Ever since Trump had entered the White House, he has done a 180 on a lot of promises: cutting social security and medicare, prolonging the war in Afghanistan, not providing health care coverage for all, flipping a middle finger to LGBT rights, increasing defense spending while cutting virtually every other government department to tackle the conservative demon that is ‘regulation’ and so on.

But from all his big words and famous statements: ‘build the wall’, ‘crooked Hillary’ and so forth, one quote comes to mind: ‘drain the swamp’.

7 months later, his cosy relationship to big business elites and CEO’s could not be anymore comfortable. From his ‘attempts’ to fight big pharma, cutting back Obama-era climate policies to serve the fossil fuel industry and to signing a $110 billion arms deal with Saudi Arabia, it’s clear at this stage he isn’t draining the swamp, but adding toxic waste to it.
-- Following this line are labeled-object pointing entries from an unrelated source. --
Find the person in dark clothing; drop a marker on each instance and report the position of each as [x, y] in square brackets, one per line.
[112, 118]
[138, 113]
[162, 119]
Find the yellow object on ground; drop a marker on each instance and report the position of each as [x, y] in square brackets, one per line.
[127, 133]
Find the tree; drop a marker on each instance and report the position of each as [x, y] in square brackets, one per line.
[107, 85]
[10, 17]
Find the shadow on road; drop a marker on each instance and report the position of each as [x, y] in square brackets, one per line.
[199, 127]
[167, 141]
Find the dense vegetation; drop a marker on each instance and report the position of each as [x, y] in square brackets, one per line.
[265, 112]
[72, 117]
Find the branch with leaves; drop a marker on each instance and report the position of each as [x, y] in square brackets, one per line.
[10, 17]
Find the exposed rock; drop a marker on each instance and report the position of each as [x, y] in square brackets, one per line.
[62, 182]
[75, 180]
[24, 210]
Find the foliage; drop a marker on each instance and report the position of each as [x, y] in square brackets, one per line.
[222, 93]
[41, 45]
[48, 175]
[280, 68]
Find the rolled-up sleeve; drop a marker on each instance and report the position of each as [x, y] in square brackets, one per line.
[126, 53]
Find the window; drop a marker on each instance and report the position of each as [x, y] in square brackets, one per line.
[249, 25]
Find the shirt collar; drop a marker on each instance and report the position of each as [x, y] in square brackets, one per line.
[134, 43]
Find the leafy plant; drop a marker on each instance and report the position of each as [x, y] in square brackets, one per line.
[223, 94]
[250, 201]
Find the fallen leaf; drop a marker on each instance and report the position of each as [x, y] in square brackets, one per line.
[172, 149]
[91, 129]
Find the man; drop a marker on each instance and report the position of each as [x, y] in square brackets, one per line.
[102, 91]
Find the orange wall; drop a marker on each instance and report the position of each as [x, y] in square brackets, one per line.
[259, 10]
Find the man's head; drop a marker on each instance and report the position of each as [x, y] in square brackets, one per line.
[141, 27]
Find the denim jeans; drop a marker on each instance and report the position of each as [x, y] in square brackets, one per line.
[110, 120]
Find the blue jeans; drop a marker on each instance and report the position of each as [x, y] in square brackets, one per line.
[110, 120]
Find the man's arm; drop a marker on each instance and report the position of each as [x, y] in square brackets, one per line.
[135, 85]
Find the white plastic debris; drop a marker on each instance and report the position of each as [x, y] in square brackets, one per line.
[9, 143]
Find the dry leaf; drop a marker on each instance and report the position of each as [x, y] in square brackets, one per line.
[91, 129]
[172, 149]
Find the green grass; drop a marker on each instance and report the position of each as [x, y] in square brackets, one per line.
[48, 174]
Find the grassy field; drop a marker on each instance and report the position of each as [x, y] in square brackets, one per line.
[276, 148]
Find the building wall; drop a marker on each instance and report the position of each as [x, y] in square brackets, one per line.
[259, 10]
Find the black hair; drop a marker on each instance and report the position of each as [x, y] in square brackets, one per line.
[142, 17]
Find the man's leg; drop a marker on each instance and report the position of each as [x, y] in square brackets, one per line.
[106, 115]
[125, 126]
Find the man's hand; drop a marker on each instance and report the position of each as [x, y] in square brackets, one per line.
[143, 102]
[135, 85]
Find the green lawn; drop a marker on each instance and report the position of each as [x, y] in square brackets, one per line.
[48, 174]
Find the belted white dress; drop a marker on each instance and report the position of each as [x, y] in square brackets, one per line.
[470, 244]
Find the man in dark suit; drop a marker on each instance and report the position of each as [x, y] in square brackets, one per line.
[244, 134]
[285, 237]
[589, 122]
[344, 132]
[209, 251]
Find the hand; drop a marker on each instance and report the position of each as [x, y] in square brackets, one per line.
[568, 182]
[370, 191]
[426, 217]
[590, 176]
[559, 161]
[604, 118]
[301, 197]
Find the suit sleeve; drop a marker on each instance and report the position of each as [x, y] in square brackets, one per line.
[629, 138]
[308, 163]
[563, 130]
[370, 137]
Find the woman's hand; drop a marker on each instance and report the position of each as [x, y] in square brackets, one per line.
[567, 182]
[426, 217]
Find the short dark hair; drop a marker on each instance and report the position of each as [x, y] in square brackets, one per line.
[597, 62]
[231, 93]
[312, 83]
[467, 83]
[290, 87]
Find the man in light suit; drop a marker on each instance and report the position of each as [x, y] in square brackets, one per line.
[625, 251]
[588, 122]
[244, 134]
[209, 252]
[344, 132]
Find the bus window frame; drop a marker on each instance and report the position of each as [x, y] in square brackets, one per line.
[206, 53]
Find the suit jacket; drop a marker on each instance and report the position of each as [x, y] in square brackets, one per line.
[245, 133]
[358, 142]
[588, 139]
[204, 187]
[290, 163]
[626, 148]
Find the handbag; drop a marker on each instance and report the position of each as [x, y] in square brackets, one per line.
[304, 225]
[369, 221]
One place in particular he flaunts his establishment colors however is the classic staple of Reaganomics: tax giveaways.

Around a month ago, Donald Trump and Foxconn (worlds largest contract electronics manufacturer) CEO Terry Gou announced a $10 billion deal over 4 years that would bring an LCD production plant to Wisconsin in an effort to boost jobs. The Wisconsin state assembly voted 59–30 to approve it, and will now move forward to a state senate vote sometime soon. The deadline for the vote is September 30th.

It sounds good on paper; Trump after all promised to bring manufacturing industries back to America and make them stay there (and Foxconn does make parts for Apple), and it is estimated to create between 3,000–13,000 jobs. But there’s a catch.

The Wisconsin taxpayer would have to give out $3 billion in tax subsidies to Mr.Gou.

The subsidy package was negotiated by Wisconsin Governor Scott Walker. The subsidy itself according to the Chicago Tribune includes:

“…tax credits based on jobs created and capital investment, exemptions from environmental regulations and exemptions from state and local sale taxes on construction materials.”

And if you want to do a bit of quick math, Wisconsinites will essentially be paying at least $200,000 for a single job if the deal passes the senate. Furthermore, according to the Washington Post which examined the legislative analysis of the project, it will take 25 years to break even.

To add insult to injury, Illinois has a higher unemployment rate, and it’s a neighboring state. I’ll leave the rest to your imagination.

This whole shady deal, promoted by Trump as some kind of victory for rust belt America, is just a tax giveaway designed to be a jobs booster, but is in reality nothing more than corporate welfare at its finest. Trump virtually cut every departmental budget this year, yet somehow we do have the money for a $3 billion tax break for a jobs deal that may not even pan out. As you’ll begin to see however, tax breaks are Trump’s answer to most things in life.

As the Trump administration are desperately trying to get rid of Obamacare and replace it with Trumpcare, you may be forgiven in thinking that Trump is just, passionate, about healthcare. You gotta give it to the Republicans in some way, they really are persistent. But an article by Robert Reich (served in several administrations, including being the secretary of labor under Bill Clinton) in the Guardian indicates that this whole 8 year ‘healthcare’ tirade has been nothing more than battle to get tax cuts for the 1%.

“America’s wealthiest taxpayers (earning more than $200,000 a year, $250,000 for couples) would get a tax cut totaling $346bn over 10 years, representing what they save from no longer financing healthcare for lower-income Americans.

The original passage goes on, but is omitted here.